P7100 injection pump
conversion lines with spacer
Cam position sensor relocator
12 front gear housing
adapter to oil pump
pump gear, washer, and nut
all linkkages
Throttle cable
TV cable for auto
TPS for auto
oil supply line for pump
gaskets
pump support bracket
adapter for fuel inlet to pump
overflow valve for P7100
fuel shutoff solenoid or cable
timing kit
dowel rods to hold tappets
misc nuts and bolts
there is probly more I am missing but that will pretty much get you done right off hand.
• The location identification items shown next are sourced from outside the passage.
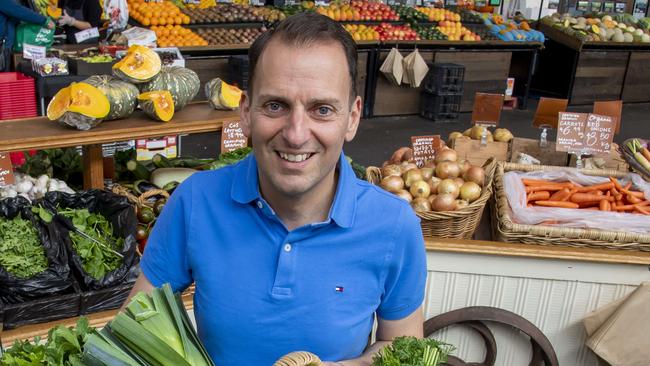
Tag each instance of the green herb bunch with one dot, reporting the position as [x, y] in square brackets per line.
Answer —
[21, 252]
[410, 351]
[97, 260]
[64, 347]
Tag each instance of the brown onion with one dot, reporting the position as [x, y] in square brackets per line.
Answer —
[433, 184]
[391, 169]
[411, 176]
[427, 173]
[446, 155]
[448, 186]
[421, 205]
[392, 184]
[405, 195]
[475, 174]
[444, 202]
[447, 169]
[420, 189]
[470, 191]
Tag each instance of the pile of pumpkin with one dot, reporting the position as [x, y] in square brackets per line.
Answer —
[138, 79]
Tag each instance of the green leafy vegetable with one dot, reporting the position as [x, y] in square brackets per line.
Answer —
[21, 252]
[97, 260]
[410, 351]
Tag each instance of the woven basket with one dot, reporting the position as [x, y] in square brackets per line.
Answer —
[299, 359]
[503, 229]
[459, 224]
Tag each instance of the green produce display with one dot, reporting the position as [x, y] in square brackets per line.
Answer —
[410, 351]
[21, 252]
[97, 260]
[153, 330]
[64, 347]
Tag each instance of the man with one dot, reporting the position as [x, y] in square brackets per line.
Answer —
[288, 250]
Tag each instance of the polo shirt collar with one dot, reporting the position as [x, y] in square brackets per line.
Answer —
[245, 189]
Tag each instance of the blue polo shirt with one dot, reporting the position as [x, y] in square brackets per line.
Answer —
[263, 291]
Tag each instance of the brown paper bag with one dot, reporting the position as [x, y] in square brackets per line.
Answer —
[392, 68]
[622, 339]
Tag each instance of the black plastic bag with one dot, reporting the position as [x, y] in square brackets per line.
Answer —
[56, 279]
[119, 212]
You will start by cleaning and tear down. It is more or less like doing a cam swap and putting different parts back on. You will need to remove the the front bumper, intercooler, radiator and AC cooler. Once all that is out of the way you can pull off the belt, fan, dampner, and anything else that is in the way on the front of the engine. Then I moved to the top. You will need to remove the intake horn, valve cover, rocker arms, puchrods, injector lines, and any othe misc things. To pull the VP44 is pretty easy loosen the nut on the gear and pull the gear loose. It will be bolted in to the bracket and to the housing. Next I pulled the tappet cover to gain a view of the tappet gallery. Pull the front cover off of the gear case, insert wooden dowels into tappets and ziptie the tops together to ceek them up. Once you are ready to pull the cam you loosen the thrust plate and remove it. Change the gear housing out for the 12v housing with a new gasket. Make sure and install the cam position sensor relocator first as some trucks will need this to function. Re install the cam with assembly lube and blot it back in. Once that is done you can put your tappet cover back on. There are oil ports in the side of the block you can use to supply the pump. The front ones are a metric pitch I cant remember off hand. If you go towards the back they are 1/8" NPT. After that is done bolt the new pump mount to the block. Install the new pump and bolt it to the housing and mount. It is much easier to set timing now while you have access to everything so I would recommend it. Putting it back together is pretty much as simple as tear down. I would recommend sorthing out a crank case ventalation system when you are doing all this. The 24v was not designed to have oil run off from the pump dump right in front of the breather in the timing cover. I have a vented tappet cover and a vent in the breather. All in all it is not too bad of a swap. I would not recommend it if you would take your truck to have injectors changed but if you have a good collection of tools and are resourceful in gathering things plus a decent mechanical apptitude it is easily accomplished.
---AutoMerged DoublePost---
Last edited by 2141pete; 03-09-2010 at 10:12 PM. Reason: Automerged Doublepost
#7
Thanks, sorry there are completley out of order but it would have been a mess to straighten them out. If you had all the patrs and a helper or two it could be done in a weekend easy. I think if you worked hard it could be done in a day. It took me a little longer because I wwasnt in too big of a hurry and had to order some things whilke it was apart.
#10
It dependsw on your idea of pro's and con's. For me it was easier rather than replacing a bunch of other stuff. The 24v head flows what a P&P 12v will stock plus I already had all the supporting stuff done inside this one.